4. Policymakers are eager to share how they use AI (even if they are not!)

As part of the RAM project, a Ministerial Steering Committee (MSC) was formed on August 4th, 2023. This committee was composed of policymakers from different ministries.

Despite the challenges in securing time and insightful responses from busy public officials when approaching them individually, a shift occurs when engaging with them as a collective, inquiring about their work in AI without framing it as an evaluation. This approach catalyzes a fascinating group dynamic where each member is eager to share their contributions and experiences in AI development.

However, substantial knowledge gaps regarding technology and its governance in the public sector were reported. Ministries with experience crossing databases for welfare programs (e.g., education, social development) had more preparation and guidelines in applying AI to these processes. Other ministries were just beginning to explore the uses of AI.

Coordination difficulties and challenges in establishing shared priorities surfaced during MSC meetings since AI is a general-purpose technology requiring multiple ministries' involvement. A key lesson here was to work closely with politicians (in our case, the Ministry of Science and Technology), which was essential for aligning their expectations regarding their role and understanding how their involvement will translate into tangible policy outcomes, such as the revision and update of the AI policy.

5. Resistance when applying evaluation instruments is natural; overcome it by aligning the RAM to local priorities.

Countries may be reluctant to engage in assessments if they do not recognize the value of such evaluations, particularly when they anticipate underperforming in certain indicators.

Central to overcoming this resistance is that governments perceive value. In Chile's case, a strong champion (i.e., the Ministry of Science and Technology) was interested in updating the National AI Policy, and the RAM was a complementary exercise in this endeavor.

The government's collaborative approach in providing thorough and reliable information, driven by their interest in updating the policy, enabled the formulation of more targeted and specific recommendations.

6. Novel recommendations stemmed from multistakeholder dialogue

AI is a general-purpose technology with potential applications in many areas. Stakeholders highlighted new domains, such as the influence of AI, particularly generative AI, on culture and the creativeindustries. A key recommendation from applying the RAM was to form a working group tasked with creating a report on AI's impact in these sectors.

Further, the RAM revealed a lack of ethical analysis of the technologies being used, especially in vulnerable populations such as children, women, and sexual minorities, among others, which further stresses the point of engaging with multiple stakeholders when developing national AI strategies.

7.There is a mismatch between the speed at which institutions adapt regulatory frameworks and the speed at which AI progresses.

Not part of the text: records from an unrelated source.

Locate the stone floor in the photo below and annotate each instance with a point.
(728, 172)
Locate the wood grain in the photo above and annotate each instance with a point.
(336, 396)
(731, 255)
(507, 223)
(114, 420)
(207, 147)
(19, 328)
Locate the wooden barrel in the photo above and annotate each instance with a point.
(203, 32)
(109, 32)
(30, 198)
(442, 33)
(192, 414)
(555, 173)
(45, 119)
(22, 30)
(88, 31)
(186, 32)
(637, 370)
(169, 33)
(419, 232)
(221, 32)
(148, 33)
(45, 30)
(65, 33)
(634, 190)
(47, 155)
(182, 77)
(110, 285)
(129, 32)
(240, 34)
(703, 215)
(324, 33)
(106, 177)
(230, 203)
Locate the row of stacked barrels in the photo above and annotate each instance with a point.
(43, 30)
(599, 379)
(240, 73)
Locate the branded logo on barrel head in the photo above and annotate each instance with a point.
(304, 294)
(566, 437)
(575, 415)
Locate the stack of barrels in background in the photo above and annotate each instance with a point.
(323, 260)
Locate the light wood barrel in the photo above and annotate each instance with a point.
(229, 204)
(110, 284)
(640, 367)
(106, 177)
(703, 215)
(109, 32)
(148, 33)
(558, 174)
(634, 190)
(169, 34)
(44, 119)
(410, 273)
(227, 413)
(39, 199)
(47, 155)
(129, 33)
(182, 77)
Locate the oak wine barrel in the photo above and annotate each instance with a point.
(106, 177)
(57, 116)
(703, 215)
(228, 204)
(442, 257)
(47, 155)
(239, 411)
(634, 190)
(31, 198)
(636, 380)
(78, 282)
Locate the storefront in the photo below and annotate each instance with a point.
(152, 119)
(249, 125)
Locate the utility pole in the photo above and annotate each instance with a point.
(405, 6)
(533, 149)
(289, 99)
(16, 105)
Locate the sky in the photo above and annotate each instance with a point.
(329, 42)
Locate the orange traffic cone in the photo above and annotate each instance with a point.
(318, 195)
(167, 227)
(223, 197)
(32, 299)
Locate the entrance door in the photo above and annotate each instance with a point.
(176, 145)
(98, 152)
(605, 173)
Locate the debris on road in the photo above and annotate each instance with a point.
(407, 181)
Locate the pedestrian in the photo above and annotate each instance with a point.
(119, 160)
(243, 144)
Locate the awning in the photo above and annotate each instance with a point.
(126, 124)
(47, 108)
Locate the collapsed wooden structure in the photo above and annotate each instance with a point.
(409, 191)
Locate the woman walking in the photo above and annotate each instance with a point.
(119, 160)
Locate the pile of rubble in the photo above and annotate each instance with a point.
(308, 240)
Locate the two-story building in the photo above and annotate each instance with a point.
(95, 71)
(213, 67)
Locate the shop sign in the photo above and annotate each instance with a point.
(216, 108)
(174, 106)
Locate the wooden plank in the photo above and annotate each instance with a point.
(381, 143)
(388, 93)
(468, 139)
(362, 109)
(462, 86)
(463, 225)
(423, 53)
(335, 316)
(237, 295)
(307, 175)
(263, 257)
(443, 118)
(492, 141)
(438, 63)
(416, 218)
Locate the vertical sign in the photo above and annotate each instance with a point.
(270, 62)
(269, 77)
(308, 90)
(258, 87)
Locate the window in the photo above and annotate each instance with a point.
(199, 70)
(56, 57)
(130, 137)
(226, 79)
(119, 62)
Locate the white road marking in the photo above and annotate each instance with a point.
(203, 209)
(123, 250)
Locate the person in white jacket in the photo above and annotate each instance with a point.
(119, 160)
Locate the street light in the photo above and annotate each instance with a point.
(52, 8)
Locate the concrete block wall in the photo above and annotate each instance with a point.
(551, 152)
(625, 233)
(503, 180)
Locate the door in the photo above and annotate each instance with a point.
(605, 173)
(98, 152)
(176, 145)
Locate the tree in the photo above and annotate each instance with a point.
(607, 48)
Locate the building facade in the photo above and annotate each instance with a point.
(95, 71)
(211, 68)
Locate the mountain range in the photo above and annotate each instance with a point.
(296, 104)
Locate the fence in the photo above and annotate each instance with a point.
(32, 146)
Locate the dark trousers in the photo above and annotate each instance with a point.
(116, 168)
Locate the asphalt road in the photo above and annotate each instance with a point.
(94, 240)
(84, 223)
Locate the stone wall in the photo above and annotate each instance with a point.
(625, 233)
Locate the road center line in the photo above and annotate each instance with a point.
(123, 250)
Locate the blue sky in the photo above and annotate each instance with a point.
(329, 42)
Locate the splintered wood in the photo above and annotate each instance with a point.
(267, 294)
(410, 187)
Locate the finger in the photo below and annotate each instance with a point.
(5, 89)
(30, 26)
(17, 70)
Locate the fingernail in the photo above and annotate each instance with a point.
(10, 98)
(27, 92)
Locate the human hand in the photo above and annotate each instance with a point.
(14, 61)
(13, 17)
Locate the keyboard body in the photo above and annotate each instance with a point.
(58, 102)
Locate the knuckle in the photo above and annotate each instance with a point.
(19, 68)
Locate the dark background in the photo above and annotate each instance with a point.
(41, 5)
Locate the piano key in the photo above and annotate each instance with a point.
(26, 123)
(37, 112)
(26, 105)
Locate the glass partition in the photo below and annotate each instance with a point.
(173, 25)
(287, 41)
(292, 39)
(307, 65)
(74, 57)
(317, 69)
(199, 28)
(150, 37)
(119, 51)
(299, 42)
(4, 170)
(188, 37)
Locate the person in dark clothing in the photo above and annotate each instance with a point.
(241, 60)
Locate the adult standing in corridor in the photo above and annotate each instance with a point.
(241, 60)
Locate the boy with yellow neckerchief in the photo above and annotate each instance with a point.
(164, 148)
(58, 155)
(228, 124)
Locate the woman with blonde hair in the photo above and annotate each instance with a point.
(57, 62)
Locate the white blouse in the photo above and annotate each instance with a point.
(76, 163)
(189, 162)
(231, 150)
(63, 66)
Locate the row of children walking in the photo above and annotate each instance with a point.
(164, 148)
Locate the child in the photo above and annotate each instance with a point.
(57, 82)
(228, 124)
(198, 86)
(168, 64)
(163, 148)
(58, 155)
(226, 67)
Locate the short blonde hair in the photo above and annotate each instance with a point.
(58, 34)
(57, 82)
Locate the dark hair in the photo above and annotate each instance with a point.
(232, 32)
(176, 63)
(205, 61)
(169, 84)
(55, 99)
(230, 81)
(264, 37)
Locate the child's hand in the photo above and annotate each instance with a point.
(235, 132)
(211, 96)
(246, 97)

In Chile, lagging regulations such as Personal Data Protection, Cybersecurity, Intellectual Property, and Critical Infrastructure, among others, hinder the implementation of AI.

Public officials underscored the necessity for well-defined governance regarding data quality and management as essential for enabling government agencies to share information efficiently and securely. Policymakers also emphasized the importance of educating local government actors on the ethical use of AI and the development of certifications for AI utilization within government.

The roundtables highlighted the need for industry self-regulation and the establishment of innovative Regulatory Experimentation Mechanisms, such as Sandboxes, to adapt to the fast-paced evolution of technologies, particularly for applying AI in critical areas. Additionally, it was noted that governments can advocate for ethical AI principles through the implementation of purchasing regulations and standards.